The Port Authority of New York and New Jersey is refusing to install congestion pricing technology on the agency’s properties, according to elected officials representing Manhattan’s Hell’s Kitchen neighborhood.
The agency was accused of purposely not installing gantries, which work like EZ Pass sensors to automatically impose a toll on motorists who travel below 60th Street into Manhattan’s central business district, on its property around the Lincoln Tunnel. The tunnel’s tubes exit onto Manhattan streets within the district.
Instead, 40 sensors were placed in Hell’s Kitchen, which is just outside the tunnel on Manhattan’s west side, the electeds charged in an Oct. 6 letter sent to Gov. Kathy Hochul, New Jersey Gov. Phil Murphy, Metropolitan Transportation Authority CEO Janno Lieber and the Port Authority’s executive director, Rick Cotton.
New Jersey’s refusal to cooperate with New York state transit officials has turned a good idea into an eyesore, said state Sen. Brad Hoylman-Sigal, Rep. Jerry Nadler, Assembly Members Linda Rosenthal and Tony Simone, Manhattan Borough President Mark Levine and City Council Member Erik Bottcher in the letter. The electeds support the upcoming toll program, but were frustrated by how much Hell’s Kitchen was being impacted with the gantries roll out.
The lawmakers specifically asked that the gantries be placed on Lincoln Tunnel property to conserve sidewalk space and free up side streets. The letter also said the affected streets in Hell’s Kitchen have “the feeling of a highway” after the gantries’ installation and asked for greater cooperation between the Port Authority and MTA.
Nadler said in a statement to City & State that the Port Authority’s placement of the gantries plays right into New Jersey’s ongoing litigation against New York state over congestion pricing.
“The Port Authority’s refusal to work with the MTA to integrate gantries within the Lincoln Tunnel’s existing infrastructure results from New Jersey’s ill-conceived opposition to congestion pricing,” he said, “which will ultimately benefit the hundreds of thousands of transit commuters from New Jersey who rely on NYC subways daily.”
New Jersey launched a lawsuit in July against the federal government over its approval of the congestion pricing program. Murphy said previously that the toll system would harm New Jersey residents and that his state was not properly involved in the planning process.
Hoylman-Sigal bluntly accused the Port Authority of being under direct orders from New Jersey officials not to install congestion pricing infrastructure on Port Authority property.
“They can’t cross New Jersey and are in effect doing their bidding,” he said. The state senator added residents and business owners have complained as the neighborhood has been transformed into a “giant parking lot.”
“We’ve been trying to make this neighborhood liveable for years,” he said, adding Port Authority officials don’t want to get in the middle of the dispute.

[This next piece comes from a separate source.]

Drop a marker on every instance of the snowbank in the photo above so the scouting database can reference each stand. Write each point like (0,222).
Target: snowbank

The issue is compounded by the fact the “MTA can’t force the Port Authority’s hand,” Hoylman-Sigal said, the only solution being action from Hochul.
“New Jersey’s eating our lunch and New York as far as I can tell is taking the punches,” he said.
Representatives for the MTA and the Port Authority referred City & State to the Hochul administration, which explained that the gantries were being placed on land controlled by the New York City Department of Transportation. “This equipment is being built on land owned by NYC DOT, one of the partners on this project, and installation remains on schedule to meet the expectation that tolling will begin next year,” a spokesperson said in an email to City & State.
Representatives from Murphy’s office did not immediately respond to a request for comment.